This update provides additional evidence supporting metformin as the firstline medication therapy to treat type 2 diabetes when tolerated, and it supports a number of treatment options that might be added to metformin based on patient preferences. Not only is metformin favored on many intermediate outcomes, including HbA1c and weight, but also we found more conclusive evidence that cardiovascular mortality is higher with sulfonylureas than metformin. This is consistent with several guidelines, such as those of the American College of Physicians and American Diabetes Association, which recommend metformin as a firstline treatment choice.

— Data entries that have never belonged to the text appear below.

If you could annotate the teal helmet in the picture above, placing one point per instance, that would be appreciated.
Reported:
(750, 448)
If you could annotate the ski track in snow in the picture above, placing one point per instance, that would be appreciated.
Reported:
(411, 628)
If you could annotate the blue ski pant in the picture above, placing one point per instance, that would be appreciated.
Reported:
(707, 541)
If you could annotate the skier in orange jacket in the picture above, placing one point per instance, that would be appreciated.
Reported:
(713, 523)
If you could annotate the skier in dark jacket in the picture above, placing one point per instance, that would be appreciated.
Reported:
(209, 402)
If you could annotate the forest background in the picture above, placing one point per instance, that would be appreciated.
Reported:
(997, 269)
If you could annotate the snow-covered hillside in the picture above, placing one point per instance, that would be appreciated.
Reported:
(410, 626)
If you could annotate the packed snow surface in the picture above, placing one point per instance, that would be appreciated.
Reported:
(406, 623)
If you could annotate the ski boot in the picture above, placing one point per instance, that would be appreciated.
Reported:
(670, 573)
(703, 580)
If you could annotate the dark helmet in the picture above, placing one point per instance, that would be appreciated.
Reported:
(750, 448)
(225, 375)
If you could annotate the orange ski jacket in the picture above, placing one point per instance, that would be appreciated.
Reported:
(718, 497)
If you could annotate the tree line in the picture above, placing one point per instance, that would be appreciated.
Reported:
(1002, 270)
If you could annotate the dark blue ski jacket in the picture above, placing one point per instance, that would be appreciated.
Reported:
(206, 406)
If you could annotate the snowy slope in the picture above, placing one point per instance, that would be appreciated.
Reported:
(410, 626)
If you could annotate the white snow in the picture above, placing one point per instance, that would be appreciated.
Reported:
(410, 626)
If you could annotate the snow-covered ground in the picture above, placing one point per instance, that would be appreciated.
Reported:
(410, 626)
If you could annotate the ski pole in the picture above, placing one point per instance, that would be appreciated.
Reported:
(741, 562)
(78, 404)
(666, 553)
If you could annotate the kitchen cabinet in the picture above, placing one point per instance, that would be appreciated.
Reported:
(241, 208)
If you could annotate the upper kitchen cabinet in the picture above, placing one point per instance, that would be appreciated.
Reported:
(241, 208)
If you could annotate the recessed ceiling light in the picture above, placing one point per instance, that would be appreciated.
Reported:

The alternative to initial therapy with metformin in type 2 diabetes is an important consideration, given that metformin is not currently recommended for use in patients with kidney disease73 (approximately 22% of people with diabetes in the United States)74 or may not be tolerated because of side effects. In addition, the "best" second-line therapy after metformin is still unclear. We evaluated non–metformin-based monotherapy comparisons in this report and demonstrated that the other monotherapies, with the exception of DPP-4 inhibitors, which are not as effective in reducing HbA1c as metformin, generally decrease HbA1c to a similar extent (and comparably to metformin). These other monotherapies' effects on body weight vary, as do their risks, such as congestive heart failure (increased risk for thiazolidinediones), hypoglycemia (highest risk with sulfonylureas, including for severe hypoglycemia for many comparisons), gastrointestinal side effects (nausea and vomiting with GLP-1 receptor agonists), and genital mycotic infections (increased risk for SGLT-2 inhibitors). Most importantly, we do not have conclusive evidence on the relative long-term effects of non–metformin-based monotherapy comparisons on all-cause mortality or cardiovascular outcomes, microvascular outcomes, and rare serious adverse events (e.g., pancreatitis risk with GLP-1 receptor agonists). The evidence we present on metformin-based combination therapies provides some insight into the selection of add-on therapy to metformin, but it is not definitive because of the uncertainty of long-term outcomes and differential effects on weight and adverse effects. Comparisons of the metformin-based combinations yielded effectiveness and safety results consistent with the metformin monotherapy comparisons described in detail previously. Therefore, the "best" alternative to metformin initial therapy or the "best" second-line therapy choice after metformin remains unclear and should be based on individual patient factors, as suggested in recent guidelines.4 These include clinical factors such as patient age and weight as well as preferences related to differential effects of medications on weight, hypoglycemia, and gastrointestinal and other side effects; tolerance of unknown risks; treatment burden (e.g., oral vs. parenteral administration); and cost.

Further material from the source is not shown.